Gran Bretaña, siglo XVIII. John Mohune es un joven noble pero sin un penique que es enviado por su madre moribunda a Moonfleet, bajo la protección de Jeremy Fox. El chico descubre que Fox es, además de el antiguo amante de su madre, el jefe de una banda de bucaneros. Entre los dos surgirá una extraña amistad mientras las aventuras comienzan a suceder...
Frecuentemente relegada a la categoría de obra menor o considerada un forzado y rutinario compromiso de estudio, Los contrabandistas de Moonfleet (Moonfleet, 1955) no goza del prestigio asociado a la mayor parte de la obra de Fritz Lang (especialmente de su etapa alemana).
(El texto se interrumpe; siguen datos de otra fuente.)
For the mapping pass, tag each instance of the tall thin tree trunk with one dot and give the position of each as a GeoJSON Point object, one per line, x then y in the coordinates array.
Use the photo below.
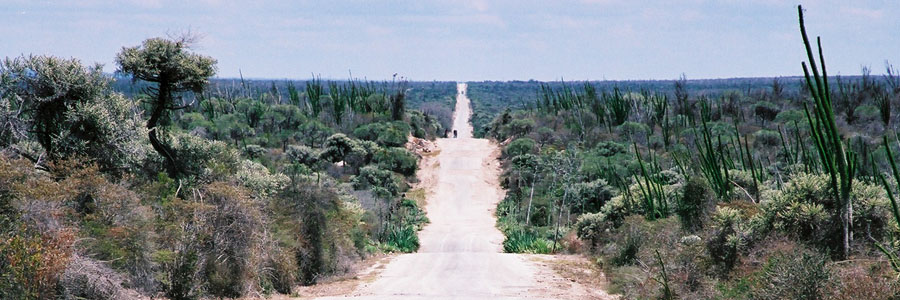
{"type": "Point", "coordinates": [530, 200]}
{"type": "Point", "coordinates": [559, 208]}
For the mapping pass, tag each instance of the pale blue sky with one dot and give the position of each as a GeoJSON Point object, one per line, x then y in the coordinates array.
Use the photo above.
{"type": "Point", "coordinates": [470, 39]}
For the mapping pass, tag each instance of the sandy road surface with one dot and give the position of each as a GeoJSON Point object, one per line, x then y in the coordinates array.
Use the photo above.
{"type": "Point", "coordinates": [460, 255]}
Como ocurre también con El tigre de Esnapur - La tumba india (Der tiger von Eschnapur - Das indische grabmal, 1959), la impresión inicial, que invita a verla como una película de evasión y aventuras para el entretenimiento fácil de grandes audiencias, impide prestar la adecuada atención a los recursos que movilizan y que hacen de ellos films de tanto calado emocional, complejidad temática y exigencia formal como las películas serias, aparentemente alejadas en sus planteamientos y más preocupadas por el testimonio social y los temas graves.
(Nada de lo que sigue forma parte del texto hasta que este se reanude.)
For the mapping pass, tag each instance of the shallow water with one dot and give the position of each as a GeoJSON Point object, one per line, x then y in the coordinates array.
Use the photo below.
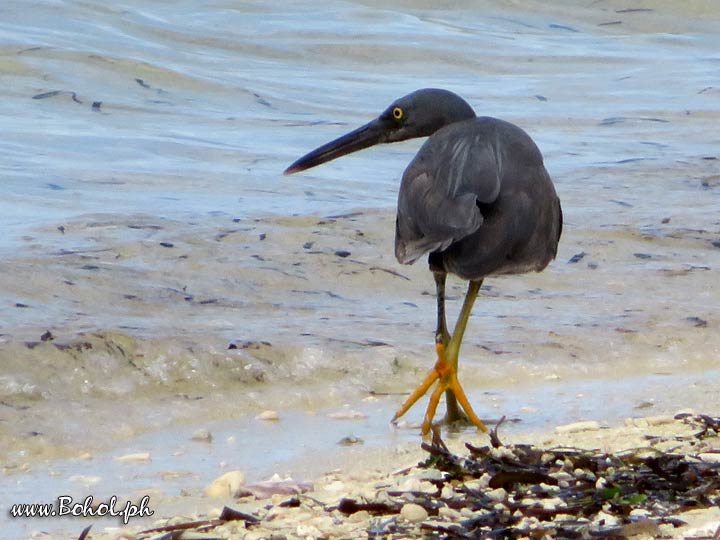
{"type": "Point", "coordinates": [184, 282]}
Los contrabandistas de Moonfleet fue el segundo y último trabajo de Lang para la Metro-Goldwyn-Mayer, compañía en la que había inaugurado su carrera norteamericana con Furia (Fury, 1936) dos décadas atrás; su productor, John Houseman, —recordemos— era la persona que en 1937 había fundado junto a Orson Welles el Mercury Theatre, llevando a las ondas al año siguiente la famosa versión radiofónica de La guerra de los mundos. Como productor de cine, Houseman había hecho posible el debut en la dirección de Nicholas Ray con Los amantes de la noche (They Live by Night, 1948) y, ese mismo año, la gran aportación de Max Ophüls a la cinematografía estadounidense: Carta de una desconocida (Letter from an Unknown Woman, 1948). El guión de Moonfleet se inspiraba en la novela de John Meade Falkner y recreaba a su manera personajes y ambientes de Stevenson (más concretamente de La isla del tesoro) para narrar la historia de amistad entre un niño (John Mohune), que regresa a la casa señorial donde vivió su familia en tiempos de gloria, y un hombre dedicado al contrabando (Jeremy Fox) que había amado a su fallecida madre. Situada en un pueblo del sur de la costa inglesa en 1757, el relato es esencialmente conducido por la mirada del niño y toma forma de aventura de aprendizaje con intrigas palaciegas, cementerios con misteriosos inquilinos nocturnos y tesoros escondidos en crípticos mensajes. A excepción de las escenas en la playa, la película se filmó íntegramente en estudio (precisamente en los decorados que habían sido utilizados antes por Vincente Minnelli en Brigadoon (1954).
En palabras del músico Miklós Rózsa, la labor en Moonfleet no había sido especialmente grata a Lang y en absoluto comparable a la anterior colaboración de ambos en Secreto tras la puerta (Secret beyond the Door, 1948): «Almorzamos en el restaurante del estudio al final de la filmación. [Lang] estaba cansado y deseoso de abandonar la película lo antes posible, a fin de olvidar esa experiencia». Al parecer, el montaje se realizó sin la supervisión de Lang, después de su partida de Hollywood, y éste confesó más tarde que el resultado falseaba el sentido original de su película. Incidencias de la producción y conflictos de intereses aparte, lo cierto es que, tal como ha llegado a nosotros, en Moonfleet encontramos un arrebatador lirismo, difícilmente equiparable a cualquier otra película. Como opina Luis Aller, se trata de «uno de los films de esencia más insondable e indefinible de la historia del cine, ejemplo palpitante de misterio y emoción, ballet romántico al límite de los dominios de la muerte en un film dominado por dos muertos».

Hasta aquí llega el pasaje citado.